If your mind wasn’t already blown trying to keep these figures in your head, this big increase means the number of stars in the universe also gets a bump up. And given there are 100-400 billion stars in our galaxy, the figure elsewhere gets a bump to around 700 sextillion (or 7,000,000,000,000,000,000,000 stars). Some estimates reckoned there were already around 100 stars for every grain of sand on Earth and, well, now there’s a fair few more.
The study comes out of the University of Nottingham. Professor Christopher Conselice led a group of researchers who converted two decades’ worth of deep space images from Hubble into 3D to measure the number of galaxies at different points in our universe’s history. In tandem with a new mathematical model that allowed the scientists to infer the number of galaxies our current generation of telescopes can’t currently observe, they realised that in order for the numbers to add up, we must only be able to see around 10% of the galaxies in the universe.

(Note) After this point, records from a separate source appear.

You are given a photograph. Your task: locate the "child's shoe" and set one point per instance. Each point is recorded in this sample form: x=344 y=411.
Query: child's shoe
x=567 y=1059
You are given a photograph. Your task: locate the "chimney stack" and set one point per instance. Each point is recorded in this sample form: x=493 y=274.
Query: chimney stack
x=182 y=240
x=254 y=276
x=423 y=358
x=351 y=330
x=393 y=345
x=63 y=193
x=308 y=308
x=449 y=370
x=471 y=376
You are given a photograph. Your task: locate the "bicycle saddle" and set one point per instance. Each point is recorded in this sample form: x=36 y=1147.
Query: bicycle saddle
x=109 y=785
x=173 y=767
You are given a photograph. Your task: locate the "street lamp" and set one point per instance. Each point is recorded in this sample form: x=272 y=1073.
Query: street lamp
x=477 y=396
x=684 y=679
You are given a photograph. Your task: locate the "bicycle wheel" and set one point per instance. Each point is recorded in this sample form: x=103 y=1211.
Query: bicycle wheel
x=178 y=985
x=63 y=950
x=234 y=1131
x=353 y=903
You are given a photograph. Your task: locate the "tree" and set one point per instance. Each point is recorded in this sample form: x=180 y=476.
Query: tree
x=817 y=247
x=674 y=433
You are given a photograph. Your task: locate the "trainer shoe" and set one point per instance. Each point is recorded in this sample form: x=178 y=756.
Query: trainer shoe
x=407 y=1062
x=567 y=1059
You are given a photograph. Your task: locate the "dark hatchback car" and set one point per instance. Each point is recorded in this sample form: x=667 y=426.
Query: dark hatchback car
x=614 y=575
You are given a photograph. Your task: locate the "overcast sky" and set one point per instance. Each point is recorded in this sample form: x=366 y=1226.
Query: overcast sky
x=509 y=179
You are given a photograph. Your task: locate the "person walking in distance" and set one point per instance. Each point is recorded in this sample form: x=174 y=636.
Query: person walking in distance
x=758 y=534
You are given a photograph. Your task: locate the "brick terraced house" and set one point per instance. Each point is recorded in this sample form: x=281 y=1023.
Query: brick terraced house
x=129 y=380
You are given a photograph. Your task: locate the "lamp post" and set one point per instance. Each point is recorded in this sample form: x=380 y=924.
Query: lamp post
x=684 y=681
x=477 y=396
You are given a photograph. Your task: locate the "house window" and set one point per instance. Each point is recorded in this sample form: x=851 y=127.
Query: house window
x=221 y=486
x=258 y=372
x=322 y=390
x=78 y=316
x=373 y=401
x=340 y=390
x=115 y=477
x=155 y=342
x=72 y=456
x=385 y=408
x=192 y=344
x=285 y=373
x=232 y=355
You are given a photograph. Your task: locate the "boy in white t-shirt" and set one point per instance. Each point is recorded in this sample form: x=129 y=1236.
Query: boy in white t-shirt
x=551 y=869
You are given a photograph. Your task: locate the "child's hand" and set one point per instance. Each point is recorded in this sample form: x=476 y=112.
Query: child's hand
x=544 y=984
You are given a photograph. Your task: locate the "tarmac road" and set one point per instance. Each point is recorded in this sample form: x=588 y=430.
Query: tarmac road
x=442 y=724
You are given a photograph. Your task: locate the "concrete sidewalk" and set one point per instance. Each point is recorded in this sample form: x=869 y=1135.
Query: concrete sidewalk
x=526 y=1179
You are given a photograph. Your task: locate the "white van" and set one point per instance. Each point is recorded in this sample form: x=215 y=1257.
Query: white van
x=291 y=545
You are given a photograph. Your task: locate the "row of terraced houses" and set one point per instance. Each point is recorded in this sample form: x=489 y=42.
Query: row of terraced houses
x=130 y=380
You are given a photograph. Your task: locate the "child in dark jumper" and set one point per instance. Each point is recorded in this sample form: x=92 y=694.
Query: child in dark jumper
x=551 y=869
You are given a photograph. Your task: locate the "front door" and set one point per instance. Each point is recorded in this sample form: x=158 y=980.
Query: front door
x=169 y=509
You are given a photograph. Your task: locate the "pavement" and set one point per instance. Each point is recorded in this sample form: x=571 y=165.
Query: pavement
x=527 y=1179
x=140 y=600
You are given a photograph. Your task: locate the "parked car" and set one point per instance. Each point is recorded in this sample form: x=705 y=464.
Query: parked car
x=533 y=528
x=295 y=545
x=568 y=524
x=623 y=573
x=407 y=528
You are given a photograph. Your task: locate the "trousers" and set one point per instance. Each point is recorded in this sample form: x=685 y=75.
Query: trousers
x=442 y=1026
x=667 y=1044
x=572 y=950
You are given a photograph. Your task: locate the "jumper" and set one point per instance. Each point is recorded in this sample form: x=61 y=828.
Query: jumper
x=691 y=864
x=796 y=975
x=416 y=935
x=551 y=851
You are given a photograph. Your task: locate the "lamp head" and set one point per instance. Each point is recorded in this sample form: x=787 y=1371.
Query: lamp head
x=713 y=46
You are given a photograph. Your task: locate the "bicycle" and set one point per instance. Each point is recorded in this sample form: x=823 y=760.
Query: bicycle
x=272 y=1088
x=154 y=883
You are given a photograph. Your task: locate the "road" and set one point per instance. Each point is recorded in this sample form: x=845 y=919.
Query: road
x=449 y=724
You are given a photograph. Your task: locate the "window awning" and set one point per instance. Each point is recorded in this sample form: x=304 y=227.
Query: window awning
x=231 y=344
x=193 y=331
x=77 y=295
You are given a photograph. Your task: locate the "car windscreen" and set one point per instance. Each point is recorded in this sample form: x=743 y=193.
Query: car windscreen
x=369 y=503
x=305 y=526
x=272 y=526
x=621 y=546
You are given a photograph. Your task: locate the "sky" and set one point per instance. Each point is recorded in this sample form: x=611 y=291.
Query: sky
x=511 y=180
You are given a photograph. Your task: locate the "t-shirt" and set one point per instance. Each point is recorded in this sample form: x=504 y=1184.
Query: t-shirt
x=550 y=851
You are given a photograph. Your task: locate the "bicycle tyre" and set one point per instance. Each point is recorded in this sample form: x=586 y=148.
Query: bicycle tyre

“It boggles the mind that over 90% of the galaxies in the universe have yet to be studied,” said Conselice. “Who knows what interesting properties we will find when we observe these galaxies with the next generation of telescopes?”
It also appears that while our estimates of galaxy numbers keep going up, the real number has actually shrunk. Indeed, the research reveals that there were once around ten times as many galaxies in a given volume of space as we have today. This, the scientists believe, is because many of the small and faint galaxies ended up merging together quite early on – relatively speaking, we’re still talking a few billion years old – in the universe’s life.
All of this, of course, just makes the Fermi Paradox all the more puzzling. If we have two trillion galaxies in the universe, all hosting millions to billions of stars inside, then where are all the aliens?